According to Klein, the successful passage of the group’s two other initiatives—the Universal Background Checks on the 2014 ballot and Extreme Risk Protection Orders in 2016—indicate that Washington voters are eager for stricter gun control measures.
“In Washington, it is currently easier to buy an assault weapon than it is to purchase a handgun because assault weapons are treated the same as hunting rifles. This must change,” Klein wrote in an email to Seattle Weekly. She referenced a 2016 Mukilteo shooting in which a 19-year-old killed three people and seriously wounded another teen at a party as a reason for stricter gun control: “The weapon and the magazine were purchased at a local shop after a background check that took only minutes and the shooter read the instruction manual for the gun in his car outside the party. We know that access to means matters for someone in crisis, so we have to establish some commonsense safety measures to ensure these dangerous weapons don’t land in the wrong hands.”
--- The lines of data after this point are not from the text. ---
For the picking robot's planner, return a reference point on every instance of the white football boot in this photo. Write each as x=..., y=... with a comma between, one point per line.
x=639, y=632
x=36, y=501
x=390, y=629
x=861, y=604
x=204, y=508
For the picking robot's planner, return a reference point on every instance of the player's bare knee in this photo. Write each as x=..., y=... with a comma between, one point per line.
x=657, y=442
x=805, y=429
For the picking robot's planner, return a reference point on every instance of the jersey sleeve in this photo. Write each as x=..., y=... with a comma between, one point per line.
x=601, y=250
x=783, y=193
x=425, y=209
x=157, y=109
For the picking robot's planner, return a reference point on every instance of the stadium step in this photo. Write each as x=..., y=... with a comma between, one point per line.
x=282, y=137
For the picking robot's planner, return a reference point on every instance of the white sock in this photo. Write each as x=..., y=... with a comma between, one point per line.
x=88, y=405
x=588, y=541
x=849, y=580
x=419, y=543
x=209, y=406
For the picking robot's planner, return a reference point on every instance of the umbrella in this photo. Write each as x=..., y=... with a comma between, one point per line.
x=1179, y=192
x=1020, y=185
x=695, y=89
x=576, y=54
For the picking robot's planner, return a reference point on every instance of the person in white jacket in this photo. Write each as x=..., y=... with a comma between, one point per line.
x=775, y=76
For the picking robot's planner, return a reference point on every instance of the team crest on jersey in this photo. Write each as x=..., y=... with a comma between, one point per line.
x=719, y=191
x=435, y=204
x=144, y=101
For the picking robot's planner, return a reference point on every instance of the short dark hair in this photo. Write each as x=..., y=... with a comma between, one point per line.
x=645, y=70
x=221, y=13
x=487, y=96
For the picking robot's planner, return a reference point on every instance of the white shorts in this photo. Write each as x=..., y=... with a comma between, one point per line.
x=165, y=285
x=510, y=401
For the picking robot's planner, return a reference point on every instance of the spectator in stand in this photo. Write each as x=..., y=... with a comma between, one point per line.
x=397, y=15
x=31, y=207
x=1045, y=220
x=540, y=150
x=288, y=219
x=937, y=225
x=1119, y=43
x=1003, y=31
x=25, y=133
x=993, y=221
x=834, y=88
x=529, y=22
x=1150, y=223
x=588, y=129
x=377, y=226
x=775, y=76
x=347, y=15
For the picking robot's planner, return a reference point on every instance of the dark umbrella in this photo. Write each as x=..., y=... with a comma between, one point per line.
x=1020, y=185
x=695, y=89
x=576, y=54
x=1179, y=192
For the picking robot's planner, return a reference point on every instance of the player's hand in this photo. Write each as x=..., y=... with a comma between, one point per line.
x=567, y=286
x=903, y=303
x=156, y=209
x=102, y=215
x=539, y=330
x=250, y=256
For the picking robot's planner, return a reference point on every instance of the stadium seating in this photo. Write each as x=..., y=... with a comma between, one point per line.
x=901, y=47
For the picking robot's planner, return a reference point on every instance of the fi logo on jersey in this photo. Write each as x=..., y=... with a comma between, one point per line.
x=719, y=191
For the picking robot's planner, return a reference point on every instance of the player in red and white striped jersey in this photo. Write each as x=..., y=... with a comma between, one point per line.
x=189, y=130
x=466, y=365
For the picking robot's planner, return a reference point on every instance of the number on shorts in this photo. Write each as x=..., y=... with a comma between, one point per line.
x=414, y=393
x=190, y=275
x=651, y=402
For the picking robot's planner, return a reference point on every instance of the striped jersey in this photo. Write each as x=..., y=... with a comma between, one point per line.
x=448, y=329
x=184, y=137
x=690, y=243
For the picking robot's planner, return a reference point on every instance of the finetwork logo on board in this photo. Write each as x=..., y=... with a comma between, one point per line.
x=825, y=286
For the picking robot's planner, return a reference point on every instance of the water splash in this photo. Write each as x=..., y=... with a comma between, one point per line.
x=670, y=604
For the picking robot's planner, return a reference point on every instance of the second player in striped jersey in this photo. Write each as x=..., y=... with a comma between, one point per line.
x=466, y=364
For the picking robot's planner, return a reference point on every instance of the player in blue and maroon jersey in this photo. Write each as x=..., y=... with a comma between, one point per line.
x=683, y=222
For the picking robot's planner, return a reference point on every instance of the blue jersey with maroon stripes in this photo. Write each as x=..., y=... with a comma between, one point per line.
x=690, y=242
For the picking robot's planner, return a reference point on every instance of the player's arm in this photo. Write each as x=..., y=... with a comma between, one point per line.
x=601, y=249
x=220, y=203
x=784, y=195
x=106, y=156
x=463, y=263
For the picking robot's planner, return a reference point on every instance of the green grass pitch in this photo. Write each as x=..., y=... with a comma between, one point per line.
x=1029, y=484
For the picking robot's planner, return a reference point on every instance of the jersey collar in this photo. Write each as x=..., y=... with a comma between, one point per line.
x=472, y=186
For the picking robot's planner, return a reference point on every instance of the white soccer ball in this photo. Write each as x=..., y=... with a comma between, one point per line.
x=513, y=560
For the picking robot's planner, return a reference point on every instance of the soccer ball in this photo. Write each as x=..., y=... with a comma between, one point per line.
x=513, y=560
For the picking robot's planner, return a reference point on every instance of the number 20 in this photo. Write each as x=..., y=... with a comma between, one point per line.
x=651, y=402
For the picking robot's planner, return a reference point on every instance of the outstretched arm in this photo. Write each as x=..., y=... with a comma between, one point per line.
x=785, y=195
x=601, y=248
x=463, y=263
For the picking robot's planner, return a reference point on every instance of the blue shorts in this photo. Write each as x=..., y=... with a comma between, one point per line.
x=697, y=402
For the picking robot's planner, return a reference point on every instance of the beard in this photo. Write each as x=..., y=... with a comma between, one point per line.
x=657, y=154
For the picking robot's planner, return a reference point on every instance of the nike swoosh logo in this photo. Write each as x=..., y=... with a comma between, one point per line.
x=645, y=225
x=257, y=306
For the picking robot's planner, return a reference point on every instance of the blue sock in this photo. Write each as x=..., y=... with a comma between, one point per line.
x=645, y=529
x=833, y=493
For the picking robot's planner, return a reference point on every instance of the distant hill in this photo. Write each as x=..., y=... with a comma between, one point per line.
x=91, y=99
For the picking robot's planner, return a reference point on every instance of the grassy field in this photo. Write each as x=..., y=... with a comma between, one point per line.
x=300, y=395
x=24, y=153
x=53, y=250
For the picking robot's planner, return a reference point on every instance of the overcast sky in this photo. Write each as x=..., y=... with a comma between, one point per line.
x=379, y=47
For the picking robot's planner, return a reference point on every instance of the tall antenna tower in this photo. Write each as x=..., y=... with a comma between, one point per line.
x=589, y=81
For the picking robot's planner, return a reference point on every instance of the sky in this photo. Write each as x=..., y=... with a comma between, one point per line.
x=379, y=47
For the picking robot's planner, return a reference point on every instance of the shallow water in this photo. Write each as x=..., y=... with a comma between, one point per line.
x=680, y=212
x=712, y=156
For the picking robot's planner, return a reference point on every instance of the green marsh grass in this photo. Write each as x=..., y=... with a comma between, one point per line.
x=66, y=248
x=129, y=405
In Allard and Klein’s eyes, recent homicide reports and studies on brain development indicate that 18 year olds should be prohibited from purchasing assault weapons. For instance, FBI data from 1980 to 2008 revealed that people under 25 are responsible for a disproportionate number of firearm homicides in the United States. Moreover, recent studies indicate that the pre-frontal cortex—the area in the brain responsible for decision making, impulse control, and risk assessment — does not mature until at least the mid-20s. “I support raising the age to purchase a fire gun, simply because it is common sense,” wrote Allard. “I think the purchase age should be the same for all weapons — but that 21 is much more responsible age to be doing so than 18. Especially since many high schoolers are 18, and should not be legally allowed to obtain weapons like these.”
A recent Washington Post analysis also showed that more than 210,000 children at 213 schools have been exposed to gun violence at school since the Columbine shooting, and that seven in 10 of the school shooters were under the age of 18. Klein said that these statistics indicate a need for secure storage of guns in homes, which the initiative seeks to enforce by holding “gun owners responsible if a child or other prohibited person accesses and uses an unsafely stored firearm to harm themselves or another person,” the press release stated.
As the gun control debate continues to gain steam throughout the country, Washington voters have followed suit by staging rallies for and against stricter gun control measures. On April 20, Allard participated in another walkout at Ballard High School to commemorate the 19th anniversary of the Columbine shooting, and to “support the youth who share the same passion for change,” she wrote.
But not everyone agrees that stronger gun control measures will make Washington safer. The day after the walkout on April 21, gun rights advocates in the March for Our Rights Rally outside of the State Capitol called on voters to dismiss the Alliance for Gun Responsibility’s initiative.
“We’re going to start a campaign that says ‘decline to sign,’ ” Sen. Phil Fortunato (R-Auburn) told the crowd assembled at Saturday’s Rally, according to the Seattle Times. “Don’t sign it.”